A Canadian who spent four months living in a simulated Mars habitat as part of a NASA-funded project to test food that people might eat on Mars says it has changed his perspective on Spam.

"I don't have the same hang-ups as before," said Simon Engler in an interview with Day 6's Brent Bambury after emerging from the HI-SEAS project last week.

Cooked the right way, he said, the tinned meat product he once turned his nose up at "tastes really good."

Engler, a robotics engineer from Calgary who previously served with the Canadian Forces in Afghanistan, emerged Tuesday from his temporary home on the Mars-like lava fields of Mauna Loa on Hawaii's Big Island, along with five other participants in the project.

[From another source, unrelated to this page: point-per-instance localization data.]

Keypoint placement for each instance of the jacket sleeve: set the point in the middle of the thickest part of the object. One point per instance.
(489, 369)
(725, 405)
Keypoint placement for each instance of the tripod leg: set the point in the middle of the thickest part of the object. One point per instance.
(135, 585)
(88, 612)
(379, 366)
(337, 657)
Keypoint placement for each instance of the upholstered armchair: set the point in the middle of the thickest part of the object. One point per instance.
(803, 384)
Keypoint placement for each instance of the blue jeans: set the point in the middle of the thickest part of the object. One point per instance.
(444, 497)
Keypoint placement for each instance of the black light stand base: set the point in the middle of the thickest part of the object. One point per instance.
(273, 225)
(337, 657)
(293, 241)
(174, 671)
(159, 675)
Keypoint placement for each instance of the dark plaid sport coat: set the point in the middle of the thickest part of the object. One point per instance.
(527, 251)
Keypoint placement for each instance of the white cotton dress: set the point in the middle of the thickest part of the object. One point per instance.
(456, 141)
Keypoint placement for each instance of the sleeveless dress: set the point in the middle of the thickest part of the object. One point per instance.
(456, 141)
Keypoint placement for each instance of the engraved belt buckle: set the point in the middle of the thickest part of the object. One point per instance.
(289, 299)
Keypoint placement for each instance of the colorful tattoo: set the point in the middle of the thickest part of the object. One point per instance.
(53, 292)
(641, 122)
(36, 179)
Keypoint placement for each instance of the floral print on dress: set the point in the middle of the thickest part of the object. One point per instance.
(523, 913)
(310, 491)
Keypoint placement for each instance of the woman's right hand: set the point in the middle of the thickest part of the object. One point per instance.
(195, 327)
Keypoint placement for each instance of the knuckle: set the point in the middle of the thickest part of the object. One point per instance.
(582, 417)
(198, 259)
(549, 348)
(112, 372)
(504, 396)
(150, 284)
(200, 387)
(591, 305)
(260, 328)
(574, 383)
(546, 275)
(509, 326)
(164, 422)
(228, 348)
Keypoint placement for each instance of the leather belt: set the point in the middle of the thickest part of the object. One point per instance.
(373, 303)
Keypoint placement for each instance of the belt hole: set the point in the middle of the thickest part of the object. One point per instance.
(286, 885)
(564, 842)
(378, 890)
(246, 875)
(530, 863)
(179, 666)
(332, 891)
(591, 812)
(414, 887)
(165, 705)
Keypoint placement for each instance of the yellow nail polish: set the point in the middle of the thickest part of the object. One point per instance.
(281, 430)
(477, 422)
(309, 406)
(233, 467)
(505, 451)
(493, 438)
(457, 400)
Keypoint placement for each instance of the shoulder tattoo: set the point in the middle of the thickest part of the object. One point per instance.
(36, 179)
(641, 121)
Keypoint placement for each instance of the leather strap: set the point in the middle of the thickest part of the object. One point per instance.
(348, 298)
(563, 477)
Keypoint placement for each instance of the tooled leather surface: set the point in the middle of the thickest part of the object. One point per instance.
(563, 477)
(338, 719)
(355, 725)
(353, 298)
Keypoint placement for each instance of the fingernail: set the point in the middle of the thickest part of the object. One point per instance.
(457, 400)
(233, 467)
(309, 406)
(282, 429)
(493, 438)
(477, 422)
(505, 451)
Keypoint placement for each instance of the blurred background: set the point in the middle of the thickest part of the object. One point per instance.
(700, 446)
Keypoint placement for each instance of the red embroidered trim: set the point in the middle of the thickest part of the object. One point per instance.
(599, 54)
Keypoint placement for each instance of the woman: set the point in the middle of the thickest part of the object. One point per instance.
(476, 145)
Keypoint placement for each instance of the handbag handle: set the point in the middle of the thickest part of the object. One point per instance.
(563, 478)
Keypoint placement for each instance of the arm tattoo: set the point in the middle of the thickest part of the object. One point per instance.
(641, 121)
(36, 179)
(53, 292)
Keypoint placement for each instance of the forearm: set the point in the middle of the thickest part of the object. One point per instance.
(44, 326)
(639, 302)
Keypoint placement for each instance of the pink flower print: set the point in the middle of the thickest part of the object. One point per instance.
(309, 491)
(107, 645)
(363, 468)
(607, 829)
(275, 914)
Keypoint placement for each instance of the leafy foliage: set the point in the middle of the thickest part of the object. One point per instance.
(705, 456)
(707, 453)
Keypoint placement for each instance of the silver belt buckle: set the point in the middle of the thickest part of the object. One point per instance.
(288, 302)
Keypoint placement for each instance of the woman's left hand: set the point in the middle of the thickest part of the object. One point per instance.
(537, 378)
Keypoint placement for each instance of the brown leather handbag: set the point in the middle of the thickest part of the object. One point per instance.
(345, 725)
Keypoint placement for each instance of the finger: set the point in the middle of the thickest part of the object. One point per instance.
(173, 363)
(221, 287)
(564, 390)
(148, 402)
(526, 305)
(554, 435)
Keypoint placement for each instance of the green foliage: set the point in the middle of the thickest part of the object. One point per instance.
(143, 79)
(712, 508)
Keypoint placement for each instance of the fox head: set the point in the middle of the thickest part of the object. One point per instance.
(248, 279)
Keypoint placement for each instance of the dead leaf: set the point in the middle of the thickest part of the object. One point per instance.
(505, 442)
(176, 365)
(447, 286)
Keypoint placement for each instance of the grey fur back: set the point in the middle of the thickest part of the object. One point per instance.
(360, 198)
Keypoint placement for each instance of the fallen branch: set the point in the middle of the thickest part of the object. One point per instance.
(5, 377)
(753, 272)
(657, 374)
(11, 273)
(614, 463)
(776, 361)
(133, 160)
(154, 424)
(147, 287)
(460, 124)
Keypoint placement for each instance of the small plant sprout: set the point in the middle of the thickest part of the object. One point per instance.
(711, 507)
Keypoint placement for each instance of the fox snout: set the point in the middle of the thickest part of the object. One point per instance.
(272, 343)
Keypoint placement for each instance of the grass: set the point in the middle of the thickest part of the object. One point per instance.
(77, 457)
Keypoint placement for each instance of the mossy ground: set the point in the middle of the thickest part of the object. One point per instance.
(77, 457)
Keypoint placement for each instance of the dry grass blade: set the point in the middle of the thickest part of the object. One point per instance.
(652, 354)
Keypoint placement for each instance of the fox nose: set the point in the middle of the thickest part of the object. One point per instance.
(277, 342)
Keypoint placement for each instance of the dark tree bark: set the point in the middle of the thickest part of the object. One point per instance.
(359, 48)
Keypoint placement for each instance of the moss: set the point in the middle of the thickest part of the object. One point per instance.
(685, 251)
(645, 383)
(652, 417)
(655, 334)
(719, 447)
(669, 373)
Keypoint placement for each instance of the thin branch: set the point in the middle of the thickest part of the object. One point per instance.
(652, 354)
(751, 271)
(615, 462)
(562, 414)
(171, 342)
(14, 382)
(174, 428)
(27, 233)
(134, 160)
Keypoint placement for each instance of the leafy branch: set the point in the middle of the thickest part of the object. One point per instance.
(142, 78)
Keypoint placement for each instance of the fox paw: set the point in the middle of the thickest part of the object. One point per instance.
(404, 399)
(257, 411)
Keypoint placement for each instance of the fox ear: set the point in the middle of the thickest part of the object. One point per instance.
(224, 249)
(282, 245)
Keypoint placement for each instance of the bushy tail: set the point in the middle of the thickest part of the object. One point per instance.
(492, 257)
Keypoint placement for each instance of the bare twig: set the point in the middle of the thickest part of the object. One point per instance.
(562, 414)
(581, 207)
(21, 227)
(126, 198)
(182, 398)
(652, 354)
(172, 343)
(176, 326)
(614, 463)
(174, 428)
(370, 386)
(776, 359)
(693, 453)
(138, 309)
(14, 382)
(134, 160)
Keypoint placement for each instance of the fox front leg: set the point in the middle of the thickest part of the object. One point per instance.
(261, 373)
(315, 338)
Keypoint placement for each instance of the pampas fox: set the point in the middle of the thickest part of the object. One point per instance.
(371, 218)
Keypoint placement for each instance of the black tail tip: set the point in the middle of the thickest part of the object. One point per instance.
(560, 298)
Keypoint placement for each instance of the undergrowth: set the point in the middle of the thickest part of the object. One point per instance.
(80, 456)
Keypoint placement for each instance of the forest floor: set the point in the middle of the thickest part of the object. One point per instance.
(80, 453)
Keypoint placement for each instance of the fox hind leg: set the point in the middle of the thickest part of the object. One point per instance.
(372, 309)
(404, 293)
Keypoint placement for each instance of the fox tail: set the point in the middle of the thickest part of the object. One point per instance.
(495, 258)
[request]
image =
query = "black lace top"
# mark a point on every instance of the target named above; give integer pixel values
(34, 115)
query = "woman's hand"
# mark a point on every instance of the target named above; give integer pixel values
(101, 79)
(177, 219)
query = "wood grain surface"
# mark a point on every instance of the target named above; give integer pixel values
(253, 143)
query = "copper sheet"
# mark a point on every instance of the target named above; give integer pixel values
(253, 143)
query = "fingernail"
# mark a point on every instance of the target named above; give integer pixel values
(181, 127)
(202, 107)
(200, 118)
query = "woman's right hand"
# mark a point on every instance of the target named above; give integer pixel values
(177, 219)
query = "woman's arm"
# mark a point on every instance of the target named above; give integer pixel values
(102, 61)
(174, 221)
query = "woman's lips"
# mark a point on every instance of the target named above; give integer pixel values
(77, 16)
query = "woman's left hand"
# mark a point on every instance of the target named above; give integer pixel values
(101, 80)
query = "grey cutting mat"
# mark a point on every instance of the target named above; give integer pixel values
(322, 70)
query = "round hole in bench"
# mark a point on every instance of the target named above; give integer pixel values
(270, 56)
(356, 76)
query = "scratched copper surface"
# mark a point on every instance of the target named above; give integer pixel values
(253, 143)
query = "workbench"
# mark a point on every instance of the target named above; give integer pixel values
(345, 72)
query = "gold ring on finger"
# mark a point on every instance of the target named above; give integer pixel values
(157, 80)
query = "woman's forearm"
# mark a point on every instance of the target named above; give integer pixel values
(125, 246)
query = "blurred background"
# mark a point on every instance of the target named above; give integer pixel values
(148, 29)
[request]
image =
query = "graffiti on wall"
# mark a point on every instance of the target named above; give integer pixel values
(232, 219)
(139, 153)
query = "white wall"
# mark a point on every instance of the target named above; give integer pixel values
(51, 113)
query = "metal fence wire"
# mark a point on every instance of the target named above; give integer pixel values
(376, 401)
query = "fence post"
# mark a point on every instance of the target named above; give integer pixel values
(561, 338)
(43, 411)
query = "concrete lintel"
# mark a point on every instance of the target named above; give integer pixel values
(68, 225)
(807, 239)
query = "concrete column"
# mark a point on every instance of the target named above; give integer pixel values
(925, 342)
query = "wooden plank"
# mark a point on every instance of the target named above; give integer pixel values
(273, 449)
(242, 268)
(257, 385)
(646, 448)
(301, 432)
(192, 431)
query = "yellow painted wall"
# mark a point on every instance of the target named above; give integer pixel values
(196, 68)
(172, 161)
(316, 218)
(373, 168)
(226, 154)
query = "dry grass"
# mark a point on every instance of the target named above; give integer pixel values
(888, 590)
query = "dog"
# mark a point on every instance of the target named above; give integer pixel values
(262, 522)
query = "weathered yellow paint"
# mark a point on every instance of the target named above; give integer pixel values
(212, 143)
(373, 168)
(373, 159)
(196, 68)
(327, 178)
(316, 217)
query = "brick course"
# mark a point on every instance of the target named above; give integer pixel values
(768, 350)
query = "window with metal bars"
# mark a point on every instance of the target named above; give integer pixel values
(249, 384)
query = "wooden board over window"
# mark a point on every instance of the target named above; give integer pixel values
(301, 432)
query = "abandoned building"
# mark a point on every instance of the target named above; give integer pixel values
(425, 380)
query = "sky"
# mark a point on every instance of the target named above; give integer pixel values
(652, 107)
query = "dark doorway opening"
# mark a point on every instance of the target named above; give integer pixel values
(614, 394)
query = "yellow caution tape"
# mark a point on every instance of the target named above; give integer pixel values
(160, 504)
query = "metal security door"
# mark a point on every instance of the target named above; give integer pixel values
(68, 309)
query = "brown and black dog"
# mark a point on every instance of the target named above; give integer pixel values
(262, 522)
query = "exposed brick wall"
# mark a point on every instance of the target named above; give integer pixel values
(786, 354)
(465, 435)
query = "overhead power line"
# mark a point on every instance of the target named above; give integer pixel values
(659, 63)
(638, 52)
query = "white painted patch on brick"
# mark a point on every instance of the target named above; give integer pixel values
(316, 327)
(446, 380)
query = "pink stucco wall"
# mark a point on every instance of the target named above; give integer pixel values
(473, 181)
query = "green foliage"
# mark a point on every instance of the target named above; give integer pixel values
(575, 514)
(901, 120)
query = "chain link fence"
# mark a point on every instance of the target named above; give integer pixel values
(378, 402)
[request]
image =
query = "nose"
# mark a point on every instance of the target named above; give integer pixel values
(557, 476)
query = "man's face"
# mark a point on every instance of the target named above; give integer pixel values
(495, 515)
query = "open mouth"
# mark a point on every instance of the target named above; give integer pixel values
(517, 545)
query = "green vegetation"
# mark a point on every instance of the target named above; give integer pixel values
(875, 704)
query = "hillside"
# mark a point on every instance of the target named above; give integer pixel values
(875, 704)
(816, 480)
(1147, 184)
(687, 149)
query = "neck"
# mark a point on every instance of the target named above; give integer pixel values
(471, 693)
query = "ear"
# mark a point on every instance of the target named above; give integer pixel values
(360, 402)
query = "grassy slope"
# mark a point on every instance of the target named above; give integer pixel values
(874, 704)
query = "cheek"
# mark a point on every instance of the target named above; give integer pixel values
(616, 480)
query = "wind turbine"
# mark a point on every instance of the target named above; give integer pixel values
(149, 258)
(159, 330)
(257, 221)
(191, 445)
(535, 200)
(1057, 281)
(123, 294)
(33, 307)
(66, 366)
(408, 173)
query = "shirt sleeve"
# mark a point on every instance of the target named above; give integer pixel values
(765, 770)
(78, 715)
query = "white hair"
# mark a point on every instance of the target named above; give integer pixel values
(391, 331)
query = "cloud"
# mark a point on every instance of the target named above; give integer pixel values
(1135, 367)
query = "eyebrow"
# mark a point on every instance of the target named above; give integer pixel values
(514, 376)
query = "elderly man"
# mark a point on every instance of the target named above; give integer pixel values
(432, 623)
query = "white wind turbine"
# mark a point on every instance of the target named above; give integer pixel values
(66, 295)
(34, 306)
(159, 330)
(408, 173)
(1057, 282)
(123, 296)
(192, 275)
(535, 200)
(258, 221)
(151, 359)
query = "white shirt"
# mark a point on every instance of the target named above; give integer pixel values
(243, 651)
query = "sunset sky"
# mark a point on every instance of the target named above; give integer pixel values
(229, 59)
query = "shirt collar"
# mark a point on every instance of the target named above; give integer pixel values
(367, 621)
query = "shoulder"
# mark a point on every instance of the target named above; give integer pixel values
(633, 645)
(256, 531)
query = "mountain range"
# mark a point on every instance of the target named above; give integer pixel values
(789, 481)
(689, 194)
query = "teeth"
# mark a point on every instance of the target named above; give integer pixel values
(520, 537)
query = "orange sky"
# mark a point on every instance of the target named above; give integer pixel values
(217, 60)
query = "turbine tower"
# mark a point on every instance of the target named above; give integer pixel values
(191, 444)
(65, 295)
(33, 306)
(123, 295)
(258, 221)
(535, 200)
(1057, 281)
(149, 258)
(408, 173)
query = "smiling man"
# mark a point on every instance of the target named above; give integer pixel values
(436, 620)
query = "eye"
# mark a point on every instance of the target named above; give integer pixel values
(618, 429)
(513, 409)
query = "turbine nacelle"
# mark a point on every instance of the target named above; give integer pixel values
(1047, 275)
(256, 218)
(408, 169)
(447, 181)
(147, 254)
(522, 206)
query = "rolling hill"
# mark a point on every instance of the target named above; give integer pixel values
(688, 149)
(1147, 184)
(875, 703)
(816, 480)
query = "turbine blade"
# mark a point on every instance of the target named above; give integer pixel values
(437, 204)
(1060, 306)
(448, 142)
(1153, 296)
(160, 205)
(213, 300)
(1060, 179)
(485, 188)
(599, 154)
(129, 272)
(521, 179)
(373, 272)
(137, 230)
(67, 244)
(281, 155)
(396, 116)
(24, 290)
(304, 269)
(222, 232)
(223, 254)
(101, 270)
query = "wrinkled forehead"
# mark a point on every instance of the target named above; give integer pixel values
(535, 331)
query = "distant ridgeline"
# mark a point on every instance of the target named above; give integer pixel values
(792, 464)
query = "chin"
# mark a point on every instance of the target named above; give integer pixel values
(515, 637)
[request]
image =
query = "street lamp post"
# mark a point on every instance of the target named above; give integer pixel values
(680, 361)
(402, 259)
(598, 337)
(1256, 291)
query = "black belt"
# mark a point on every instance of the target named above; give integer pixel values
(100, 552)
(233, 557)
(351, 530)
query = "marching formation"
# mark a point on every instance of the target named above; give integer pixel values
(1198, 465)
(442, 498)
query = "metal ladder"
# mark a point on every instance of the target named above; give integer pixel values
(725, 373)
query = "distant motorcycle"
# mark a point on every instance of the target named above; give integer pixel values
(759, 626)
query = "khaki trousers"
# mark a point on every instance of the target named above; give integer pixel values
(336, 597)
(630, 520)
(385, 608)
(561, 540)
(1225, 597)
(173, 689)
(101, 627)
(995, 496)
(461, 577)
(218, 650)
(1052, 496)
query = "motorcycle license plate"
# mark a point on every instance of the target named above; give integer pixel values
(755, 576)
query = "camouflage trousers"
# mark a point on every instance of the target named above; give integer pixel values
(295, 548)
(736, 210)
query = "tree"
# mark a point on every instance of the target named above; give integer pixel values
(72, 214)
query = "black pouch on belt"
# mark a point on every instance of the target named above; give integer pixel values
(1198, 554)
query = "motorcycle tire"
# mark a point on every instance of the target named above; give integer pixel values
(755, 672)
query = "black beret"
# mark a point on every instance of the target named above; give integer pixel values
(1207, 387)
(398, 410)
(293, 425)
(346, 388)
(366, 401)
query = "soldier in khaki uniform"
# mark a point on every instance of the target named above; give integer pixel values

The goal of the study by researchers at Cornell University and the University of Hawaii was to compare how future Mars travelers might fare on a diet of pre-packaged instant foods and food they cook themselves from bulk, shelf-stable ingredients such as dehydrated vegetables and Spam.


Canadian Simon Engler (left) prepares pelmeni, a type of Russian dumpling, with crew-mate Oleg Abramov. (Sian Proctor/HI-SEAS)

Engler said that's important, because the current astronaut diet of packaged food is only good for short missions — after longer periods of time, astronauts get tired of it and don't want to eat any more of the same food, which causes them to lose weight and has a negative impact on their performance.

He added that being able to cook, as people can't really do in space but will be able to on Mars, makes all the difference when it comes to livening up the menu.

"The amount of variety that you can have and the quality just goes up exponentially."

Engler said one of the worst foods he ate during the project was one of the pre-packaged instant meals, called Kung-fu chicken.

"It doesn't taste like anything remotely like a chicken, or anything else I know about in this real world," he recalled. "It was pretty awful and had the consistency of a syrup — it was supposed to be almost a stew. It was pretty difficult to get through those meals."

On the other hand, he said some of his crewmates made "immaculate, wonderful dishes," including traditional Russian dishes with hand-rolled noodles. He also enjoyed crepes and some Spam-based recipes submitted by the public as part of a recipe contest run by the project.

That said, he admitted that a lot of the crew members were craving fresh fruit by the end of the mission.